Porque creemos que el acceso a esos mecanismos es hoy absolutamente necesario para personas de cualquier edad que viven inmersas en un mundo de pantallas que vomitan constantemente todo tipo de mensajes palmarios o encubiertos, es por lo que nos proponemos hilvanar en estas páginas una serie de reflexiones sobre la comunicación cinematográfica y audiovisual. Unos apuntes que, partiendo de su desarrollo histórico a grandes rasgos y tratando de desentrañar sus características fundamentales, desemboquen en la propuesta de unos métodos de análisis, sencillos pero desde nuestro punto de vista eficaces, que puedan ayudar en esa tarea, sea cual sea el nivel en el que vaya a llevarse a cabo.
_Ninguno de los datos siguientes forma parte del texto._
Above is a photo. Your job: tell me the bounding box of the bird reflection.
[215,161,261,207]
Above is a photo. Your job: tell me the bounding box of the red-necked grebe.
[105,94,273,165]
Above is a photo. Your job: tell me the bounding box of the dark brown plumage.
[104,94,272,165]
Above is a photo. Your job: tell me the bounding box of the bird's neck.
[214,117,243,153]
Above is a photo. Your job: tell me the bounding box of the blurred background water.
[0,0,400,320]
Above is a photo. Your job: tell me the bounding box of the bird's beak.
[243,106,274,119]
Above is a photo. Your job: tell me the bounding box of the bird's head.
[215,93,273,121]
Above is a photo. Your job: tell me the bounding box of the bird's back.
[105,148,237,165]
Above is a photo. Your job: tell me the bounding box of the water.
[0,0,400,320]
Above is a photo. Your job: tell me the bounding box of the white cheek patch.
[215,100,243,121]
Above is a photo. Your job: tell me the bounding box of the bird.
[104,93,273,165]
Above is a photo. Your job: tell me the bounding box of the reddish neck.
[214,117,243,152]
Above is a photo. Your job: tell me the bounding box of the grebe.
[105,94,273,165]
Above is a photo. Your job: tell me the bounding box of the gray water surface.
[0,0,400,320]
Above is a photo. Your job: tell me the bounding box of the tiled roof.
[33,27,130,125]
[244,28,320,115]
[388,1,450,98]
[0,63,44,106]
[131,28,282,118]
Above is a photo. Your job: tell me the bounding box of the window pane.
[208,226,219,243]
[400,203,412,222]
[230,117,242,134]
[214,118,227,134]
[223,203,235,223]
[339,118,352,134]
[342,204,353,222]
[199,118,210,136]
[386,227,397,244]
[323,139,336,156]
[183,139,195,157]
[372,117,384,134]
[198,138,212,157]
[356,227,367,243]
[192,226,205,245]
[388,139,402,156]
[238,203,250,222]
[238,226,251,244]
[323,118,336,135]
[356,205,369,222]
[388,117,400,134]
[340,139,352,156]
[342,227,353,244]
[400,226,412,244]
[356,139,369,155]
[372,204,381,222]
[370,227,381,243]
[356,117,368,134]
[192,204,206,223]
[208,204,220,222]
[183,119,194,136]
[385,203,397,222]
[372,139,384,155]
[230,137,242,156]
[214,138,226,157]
Ni que decir tiene que, después de muchos intentos fallidos y dadas las circunstancias actuales, no nos atrevemos a imaginar siquiera que los poderes públicos de nuestro país pudieran asumir de una vez la enseñanza del lenguaje audiovisual entre las materias que deberían integrar el equipamiento básico de cualquier ciudadano desde una edad muy temprana. Y decimos básico puesto que, antes todavía, éste se habrá visto expuesto ya, y de forma intensiva, a la influencia de la televisión, por ejemplo. Aparte de que hay motivos sobrados para dudar de que unas instituciones obsesionadas con la educación como simple engranaje de los sacrosantos conceptos de productividad y competitividad fuesen capaces de admitir unos planteamientos que llevan consigo, de modo inevitable, el aprendizaje y la práctica de unas actitudes sustancialmente críticas.
Al formular esas ideas, hemos intentado evitar toda pretensión teoricista y huir en lo posible de los tecnicismos. Una y otros han contribuido en gran medida a aumentar la brecha que separa a los creadores de imágenes y a sus espectadores, quizá porque quienes desde la crítica y otras instancias similares se han erigido en mediadores entre unos y otros han acabado convirtiéndose muchas veces más en obstáculos difíciles de superar por su hermetismo y subjetividad que en puentes capaces de facilitar la reflexión como un servicio colectivo.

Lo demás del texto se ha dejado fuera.